As for the method of strengthening austenitic stainless steel, the so-called solid solution hardening method, in which a large amount of nitrogen [N], as a solid solution element is used, is known from Japanese Patent Laid-open (JP Kokai) Nos. H05-65601 and H07-188863. Further, in JP Kokai No. H05-98391, there is proposed a precipitation hardening method, which comprises causing precipitation of carbides and/or nitrides. However, these conventional strengthening technologies inevitably decrease ductility and toughness and, in particular, cause an increase in anisotropy in toughness, possibly leading to the same problem as in the cold working when the pipes are used in a high-pressure hydrogen gas environment.
Furthermore, in JP Kokai No. H06-128699 and JP Kokai No. H07-26350, there are proposed stainless steels, in which corrosion resistance is improved by adding a large amount of nitrogen [N]. However, these steels do not have characteristics to cope with a high-pressure hydrogen gas environment; hence it is not easy to secure the safety for the same reasons as mentioned above.
Hydrogen gas stations may be located in seashore regions. Vehicles may also be exposed to a salt-containing environment while running or parking.
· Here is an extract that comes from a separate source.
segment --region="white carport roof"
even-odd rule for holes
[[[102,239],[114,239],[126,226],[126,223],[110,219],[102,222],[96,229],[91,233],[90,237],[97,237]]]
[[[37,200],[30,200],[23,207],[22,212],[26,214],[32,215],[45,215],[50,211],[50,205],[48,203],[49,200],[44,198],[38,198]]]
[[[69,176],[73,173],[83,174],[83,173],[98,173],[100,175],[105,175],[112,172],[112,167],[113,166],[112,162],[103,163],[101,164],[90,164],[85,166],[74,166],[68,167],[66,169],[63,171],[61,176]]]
Therefore, the material to be used for hydrogen gas storage containers is also required to be free of any fear of stress corrosion cracking due to the chloride ion.
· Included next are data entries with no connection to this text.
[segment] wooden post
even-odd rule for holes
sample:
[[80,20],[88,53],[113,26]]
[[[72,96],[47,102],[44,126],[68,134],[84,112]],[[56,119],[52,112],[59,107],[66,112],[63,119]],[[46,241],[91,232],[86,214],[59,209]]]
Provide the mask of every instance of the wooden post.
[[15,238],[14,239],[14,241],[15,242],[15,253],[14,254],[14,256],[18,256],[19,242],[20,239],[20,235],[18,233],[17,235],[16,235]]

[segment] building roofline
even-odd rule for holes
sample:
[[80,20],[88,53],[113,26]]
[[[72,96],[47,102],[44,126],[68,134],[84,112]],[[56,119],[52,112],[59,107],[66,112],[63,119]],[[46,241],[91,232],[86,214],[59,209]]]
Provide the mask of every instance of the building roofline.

One of the means for improving the stress corrosion cracking resistance of stainless steel is increasing Cr content. However, merely increasing the Cr content causes precipitation of large amounts of Cr nitrides and the sigma phase. Therefore, such steel cannot have the characteristics required for steel materials for high-pressure hydrogen gas.
The containers and piping for high-pressure hydrogen and accessory parts or devices that belong thereto are often manufactured by welding. The welded joints also have the following problems. Namely, a decrease in strength occur in the weld metal of the joints due to melting and solidification, and in the welding heat affected zone due to heat cycles in welding. This decrease in the strength in the welding heat affected zone can be prevented by carrying out appropriate heat treatment after welding. However, the weld metal has a coarse solidification structure, and, therefore, the strength thereof cannot be improved by mere post-welding heat treatment.